We're not talking about "undeniable" to you or me--we are talking about objective truth. David Irving has had it proved to him in a court of law that the holocaust occurred and yet he persists in telling the same lies. (Apparently David Duke is also in danger of arrest under similar laws if he enters certain European countries). We have criminal laws against lying and there are civil penalties for libel and slander. Hell, we impeached a president for lying. This merely extends that concept a little bit further. In a Civil Law system there is more of a general obligation to society. Remember there is also an affirmative duty to offer aid to people at accident scenes, something that simply doesn't exist in our systme.

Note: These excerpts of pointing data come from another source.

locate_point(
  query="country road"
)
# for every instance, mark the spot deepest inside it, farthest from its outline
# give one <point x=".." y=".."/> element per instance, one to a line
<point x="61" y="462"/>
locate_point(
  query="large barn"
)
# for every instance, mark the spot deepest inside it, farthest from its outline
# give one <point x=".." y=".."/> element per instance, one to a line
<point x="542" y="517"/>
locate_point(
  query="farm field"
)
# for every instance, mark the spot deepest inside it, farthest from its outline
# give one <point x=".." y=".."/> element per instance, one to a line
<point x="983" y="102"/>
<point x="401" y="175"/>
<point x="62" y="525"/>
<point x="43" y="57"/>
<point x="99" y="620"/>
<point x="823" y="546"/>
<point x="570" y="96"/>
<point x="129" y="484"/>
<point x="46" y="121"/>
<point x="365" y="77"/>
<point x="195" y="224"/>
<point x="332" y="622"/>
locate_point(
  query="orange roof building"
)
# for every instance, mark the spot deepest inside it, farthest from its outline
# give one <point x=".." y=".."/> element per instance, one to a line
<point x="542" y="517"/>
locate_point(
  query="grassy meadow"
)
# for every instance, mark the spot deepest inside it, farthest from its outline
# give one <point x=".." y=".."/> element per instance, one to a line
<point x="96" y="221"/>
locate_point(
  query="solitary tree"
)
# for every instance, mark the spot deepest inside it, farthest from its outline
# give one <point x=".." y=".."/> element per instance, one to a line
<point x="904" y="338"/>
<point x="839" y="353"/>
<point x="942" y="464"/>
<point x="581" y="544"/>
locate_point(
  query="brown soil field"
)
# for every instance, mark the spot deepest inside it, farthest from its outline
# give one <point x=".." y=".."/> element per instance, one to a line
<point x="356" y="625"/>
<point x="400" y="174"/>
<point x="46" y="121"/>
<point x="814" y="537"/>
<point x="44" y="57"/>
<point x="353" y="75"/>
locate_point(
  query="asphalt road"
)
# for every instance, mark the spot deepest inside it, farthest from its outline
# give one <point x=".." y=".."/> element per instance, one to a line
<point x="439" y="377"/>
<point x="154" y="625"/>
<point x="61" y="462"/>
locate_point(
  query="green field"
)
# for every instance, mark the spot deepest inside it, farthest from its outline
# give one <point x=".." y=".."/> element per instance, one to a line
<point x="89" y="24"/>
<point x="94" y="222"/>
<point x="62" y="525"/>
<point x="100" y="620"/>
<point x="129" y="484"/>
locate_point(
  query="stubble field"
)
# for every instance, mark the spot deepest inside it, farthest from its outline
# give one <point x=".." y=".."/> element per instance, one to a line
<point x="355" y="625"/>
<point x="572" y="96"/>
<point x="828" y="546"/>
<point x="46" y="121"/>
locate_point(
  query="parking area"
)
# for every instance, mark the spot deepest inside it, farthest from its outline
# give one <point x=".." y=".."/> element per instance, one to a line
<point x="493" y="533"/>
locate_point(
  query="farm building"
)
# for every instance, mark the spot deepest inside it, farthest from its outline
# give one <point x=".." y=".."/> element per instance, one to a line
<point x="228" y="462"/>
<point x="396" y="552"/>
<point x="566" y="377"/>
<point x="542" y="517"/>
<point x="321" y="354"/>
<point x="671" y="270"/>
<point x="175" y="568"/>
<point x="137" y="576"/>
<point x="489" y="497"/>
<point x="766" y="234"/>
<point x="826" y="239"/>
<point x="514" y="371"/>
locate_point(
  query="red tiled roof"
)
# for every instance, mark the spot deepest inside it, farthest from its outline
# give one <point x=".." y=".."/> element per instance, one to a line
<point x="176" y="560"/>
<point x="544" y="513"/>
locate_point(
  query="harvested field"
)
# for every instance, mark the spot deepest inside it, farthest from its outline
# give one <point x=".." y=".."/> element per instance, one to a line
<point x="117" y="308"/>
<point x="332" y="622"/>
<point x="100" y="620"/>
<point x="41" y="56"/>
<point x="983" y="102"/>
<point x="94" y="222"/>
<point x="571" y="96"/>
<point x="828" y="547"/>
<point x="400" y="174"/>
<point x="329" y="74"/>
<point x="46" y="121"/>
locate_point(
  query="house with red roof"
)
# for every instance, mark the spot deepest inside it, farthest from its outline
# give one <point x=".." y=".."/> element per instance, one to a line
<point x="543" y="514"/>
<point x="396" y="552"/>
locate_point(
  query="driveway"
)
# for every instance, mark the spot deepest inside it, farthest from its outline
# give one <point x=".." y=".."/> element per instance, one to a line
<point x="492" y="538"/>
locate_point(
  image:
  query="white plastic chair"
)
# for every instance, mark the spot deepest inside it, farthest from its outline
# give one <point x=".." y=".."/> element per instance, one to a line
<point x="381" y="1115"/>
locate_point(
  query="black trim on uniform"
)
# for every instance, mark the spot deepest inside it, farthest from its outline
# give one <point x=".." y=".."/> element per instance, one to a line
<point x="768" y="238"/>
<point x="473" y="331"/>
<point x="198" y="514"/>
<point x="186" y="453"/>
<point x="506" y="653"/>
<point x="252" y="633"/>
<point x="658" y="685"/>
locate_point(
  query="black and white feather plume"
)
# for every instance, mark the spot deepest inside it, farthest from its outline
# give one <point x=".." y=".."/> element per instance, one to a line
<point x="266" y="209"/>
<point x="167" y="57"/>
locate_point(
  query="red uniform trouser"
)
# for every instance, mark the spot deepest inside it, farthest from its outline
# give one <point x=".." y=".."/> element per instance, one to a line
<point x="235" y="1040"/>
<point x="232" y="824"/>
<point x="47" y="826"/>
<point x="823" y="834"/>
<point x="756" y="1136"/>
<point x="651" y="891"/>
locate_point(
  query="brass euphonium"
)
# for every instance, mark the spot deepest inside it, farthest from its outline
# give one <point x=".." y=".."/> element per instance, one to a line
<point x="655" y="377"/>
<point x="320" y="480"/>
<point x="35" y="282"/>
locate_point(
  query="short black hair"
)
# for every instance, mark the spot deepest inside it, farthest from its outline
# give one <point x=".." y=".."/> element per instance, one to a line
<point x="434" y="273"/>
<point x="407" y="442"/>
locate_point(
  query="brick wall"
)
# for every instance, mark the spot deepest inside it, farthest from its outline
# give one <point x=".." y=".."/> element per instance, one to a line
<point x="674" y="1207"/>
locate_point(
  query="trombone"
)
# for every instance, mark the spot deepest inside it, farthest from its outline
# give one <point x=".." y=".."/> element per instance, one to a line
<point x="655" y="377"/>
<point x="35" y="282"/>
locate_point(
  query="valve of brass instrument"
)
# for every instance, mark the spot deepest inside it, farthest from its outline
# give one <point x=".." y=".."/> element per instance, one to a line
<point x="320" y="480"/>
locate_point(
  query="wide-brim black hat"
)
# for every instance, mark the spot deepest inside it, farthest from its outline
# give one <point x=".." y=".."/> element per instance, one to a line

Human beings are often blinded by ethnic and cultural identity to oppose the truth. A lot of Germans would be convinced by otherwise superficial argumentation because in their hearts they "know" that Germany is an essentially good nation that is not capable of a crime like the Holocaust. I get the same sense from British history/propaganda which is designed to convince Brits that imperialism/colonialism was essentially a good thing that advanced worldwide progress, as well as continued Japanese denial of crimes against the Chinese during WWII.
Plus, we criminalize libel in the U.S., and group libel laws remain constitutional.
Really? Cite please.
And therein lies the rub, proponents of supposedly “settled” issues who wish to criminalize contrary points of view do so because it’s hard having to actually make and sometimes remake or even modify your argument with those who disagree or might be undecided. Far easier to simply slap the cuffs on someone or threaten them with civil or criminal penalties to silence them.
Which no doubt is one of the things holocaust deniers are hoping for.
http://www.rcfp.org/news/2003/1216anders.html
http://www.poynter.org/content/content_view.asp?id=58793
Is anyone interested in writing on "false light" suits? I understand that there is a bill introduced in Florida to rein them in.
As to Irving: Remember that this "gentleman" attempted to use the looser defamation laws of Great Britain to silence Professor Lipstadt of Emory University. His misuse of the system (all right, it is permitted in GB) caused her to engage for about six years. And then afterword some dolts wanted her to publicly debate him. And the courts slapped him down. But he did indeed get due process and had his days in court.
But are we surprised that there are no anti-Irving riots going on anywhere? Or anti-Protocols riots? Or burning of effigies?
Mayhaps Irving needed to read 2 Corinthians 9:6? Something about "sowing and reaping"?